At age 6, Mozart performed at the court of the Prince-elect
Maximilian II of Bavaria. At age 8, Joy Foster represented Jamaica in table
tennis at the Caribbean championships in Trinidad.
What do the brains of these
two child prodigies have in common?
Not as much as you might think: a
study published this week in the journal Intelligence shows that one size
brain does not fit all prodigies – the brains of math prodigies are different
than those of art prodigies are different than those of music prodigies. But
for every prodigy, there's a profile: distinct brain abilities help to make astounding
performance possible.
First, the researchers from Ohio State and Brown Universities searched news sources for mentions of art, music and math prodigies. Then they went to prodigies' homes to run them through the ringer of the Stanford-Binet 5th ed. full scale intelligence test.
Drilling down into the test results strikes the black gold
of much cool information, but let's start with the headline of overall
intelligence: child prodigies are smart, with an average IQ of 126 putting them
in about the 96th percentile. And if you were going to guess, would you imagine
that math, music or art prodigies have the highest IQ? Actually, the IQs of math
and music prodigies are a statistical tie, with the IQ's of kids tested ranging
from 134-147 for math, and 108-142 for music. Art prodigies lagged a bit behind
their prodigious peers with IQs between 100 and 116.
And so right off the bat, here's one interesting sidenote: something other than overall IQ must define the brains of art prodigies. And the study has at least a partial answer for what this special something might be: the authors write that, "The art prodigies displayed a surprising deficit in visual spatial skills, obtaining scores much lower than both the math prodigies and music prodigies." In fact the art prodigies' scores were even below the scores of average test-takers at an average of 88.
Does that surprise you as much as it surprised me? Really: art prodigies are awful at rotating shapes in their minds. Why? The study doesn't know for sure, but the authors write that, "Talented young artists [may] perceive objects differently than less talented young artist and use figurative processes which focus on attention to detailed surface features." Less talented young artists are trapped in the literal, but it seems that art prodigies are largely unbound by the way things should look.
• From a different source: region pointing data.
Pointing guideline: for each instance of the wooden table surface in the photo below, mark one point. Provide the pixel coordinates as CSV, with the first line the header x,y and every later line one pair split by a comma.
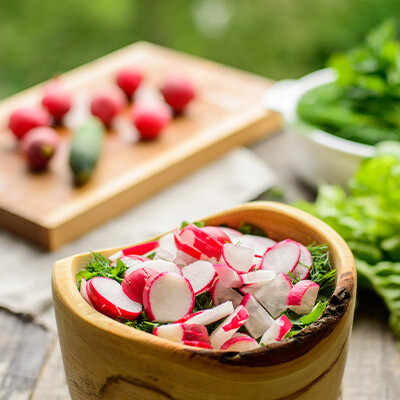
x,y
31,366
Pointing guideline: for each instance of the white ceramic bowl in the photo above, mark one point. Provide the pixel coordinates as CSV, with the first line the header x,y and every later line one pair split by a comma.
x,y
316,155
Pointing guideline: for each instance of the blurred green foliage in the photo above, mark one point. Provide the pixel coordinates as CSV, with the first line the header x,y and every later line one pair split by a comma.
x,y
276,38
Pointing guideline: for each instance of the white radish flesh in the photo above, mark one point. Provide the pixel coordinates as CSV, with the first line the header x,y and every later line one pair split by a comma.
x,y
302,297
167,297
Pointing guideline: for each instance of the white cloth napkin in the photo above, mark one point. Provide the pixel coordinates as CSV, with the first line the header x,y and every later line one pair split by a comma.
x,y
25,271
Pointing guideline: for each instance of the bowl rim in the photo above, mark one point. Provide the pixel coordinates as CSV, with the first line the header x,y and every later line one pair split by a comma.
x,y
65,289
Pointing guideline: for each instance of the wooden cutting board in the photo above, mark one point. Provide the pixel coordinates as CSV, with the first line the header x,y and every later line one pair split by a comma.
x,y
49,210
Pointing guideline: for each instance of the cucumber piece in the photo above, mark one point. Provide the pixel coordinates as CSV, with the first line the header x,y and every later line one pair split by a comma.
x,y
85,151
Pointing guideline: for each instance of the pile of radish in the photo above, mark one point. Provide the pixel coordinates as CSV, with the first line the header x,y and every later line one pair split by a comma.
x,y
251,280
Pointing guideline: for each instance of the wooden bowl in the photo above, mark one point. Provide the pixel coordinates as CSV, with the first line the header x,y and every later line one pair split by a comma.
x,y
105,359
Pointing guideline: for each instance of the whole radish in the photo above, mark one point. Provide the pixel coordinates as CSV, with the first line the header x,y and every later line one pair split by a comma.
x,y
129,79
39,146
150,119
56,99
24,119
178,92
107,105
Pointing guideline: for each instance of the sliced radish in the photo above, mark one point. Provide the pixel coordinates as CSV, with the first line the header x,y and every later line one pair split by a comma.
x,y
167,297
83,291
220,294
229,327
228,276
262,277
274,294
206,317
108,298
304,265
277,331
133,283
283,257
259,320
162,266
200,274
237,257
301,298
240,343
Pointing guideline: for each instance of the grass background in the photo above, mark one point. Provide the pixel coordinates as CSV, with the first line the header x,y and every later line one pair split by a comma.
x,y
275,38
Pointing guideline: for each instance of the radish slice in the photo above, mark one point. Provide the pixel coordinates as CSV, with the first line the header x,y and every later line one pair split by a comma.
x,y
109,299
133,283
259,320
304,265
274,294
162,266
228,276
83,291
302,297
220,294
239,258
240,343
262,277
200,274
167,297
277,331
206,317
283,257
229,327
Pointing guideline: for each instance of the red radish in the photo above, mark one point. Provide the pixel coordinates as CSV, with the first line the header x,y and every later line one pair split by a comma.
x,y
167,297
129,79
238,257
220,294
229,327
178,92
304,265
83,291
108,298
259,320
24,119
274,294
240,343
277,331
200,274
107,105
56,99
150,120
39,146
261,277
228,276
301,298
183,333
282,257
206,317
133,283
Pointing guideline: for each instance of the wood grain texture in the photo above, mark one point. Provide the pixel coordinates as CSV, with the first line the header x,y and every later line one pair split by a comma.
x,y
47,208
136,365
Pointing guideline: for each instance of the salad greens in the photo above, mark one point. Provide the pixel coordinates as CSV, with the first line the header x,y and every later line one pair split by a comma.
x,y
363,104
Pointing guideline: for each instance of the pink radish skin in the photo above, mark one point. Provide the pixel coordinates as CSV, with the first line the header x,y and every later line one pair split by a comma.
x,y
278,330
229,327
282,257
133,283
274,294
200,274
302,297
259,320
206,317
228,276
304,265
167,297
238,257
108,298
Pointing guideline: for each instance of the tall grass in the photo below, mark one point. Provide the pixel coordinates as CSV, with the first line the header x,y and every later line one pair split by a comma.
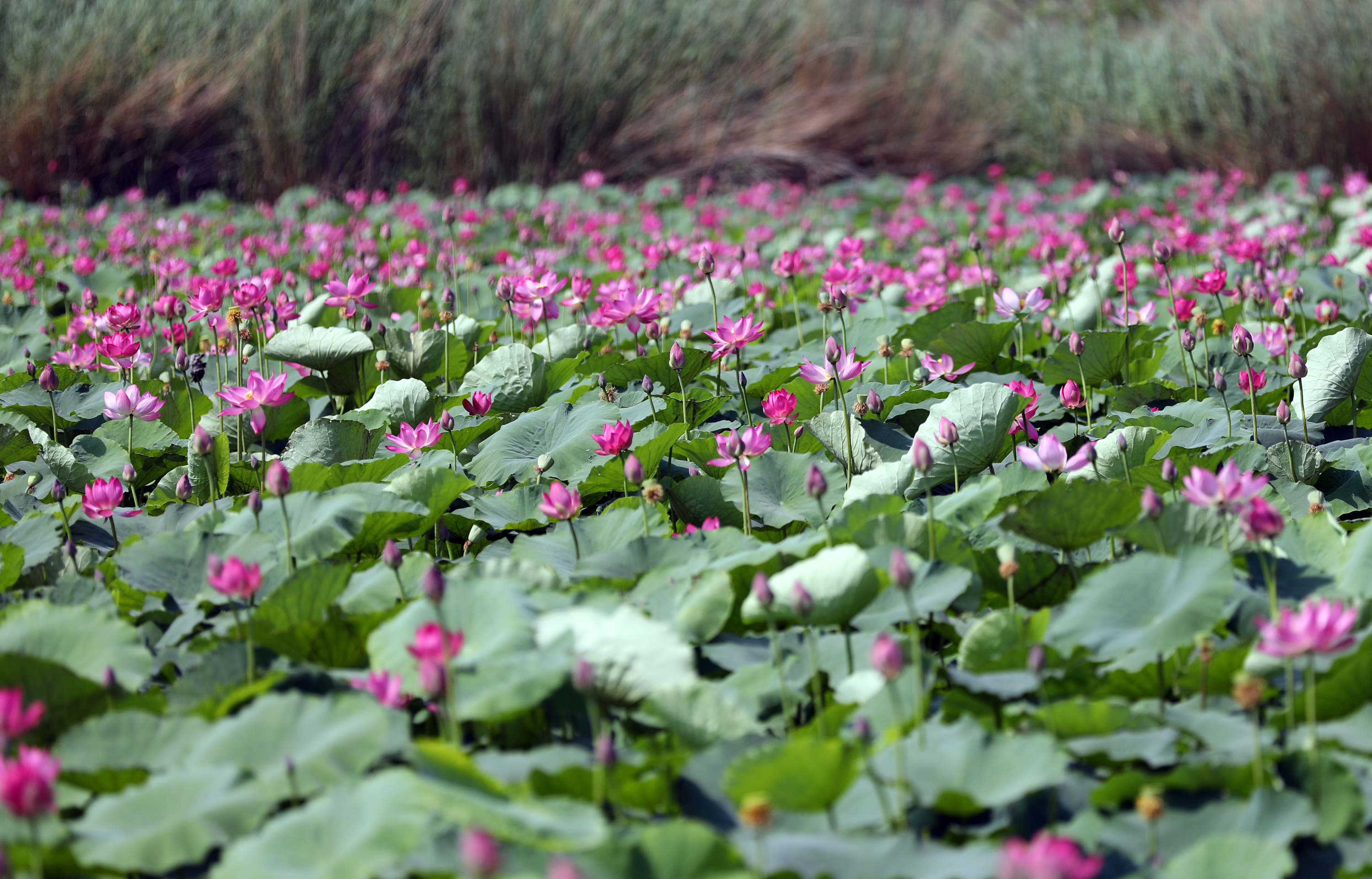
x,y
253,97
Apparently, when a math prodigy rotates a shape in his or her mind, he or she gets a rotated shape – but when an art prodigy rotates the same shape, he or she gets…Dali!
In other findings, math prodigies scored highest in fluid reasoning and music prodigies scored highest in working memory (though even the art prodigies had astounding working memories and especially in the domain of art, reported being able to reproduce complex scenes from memory). Surprisingly, there was no statistically significant difference between math and music prodigies' scores on the part of the test that measures quantitative reasoning – in fact, the music prodigies were a bit higher than the math prodigies.
So art prodigies can't visualize shapes with precision and math prodigies are no better than music prodigies at seeing the consequences of numbers.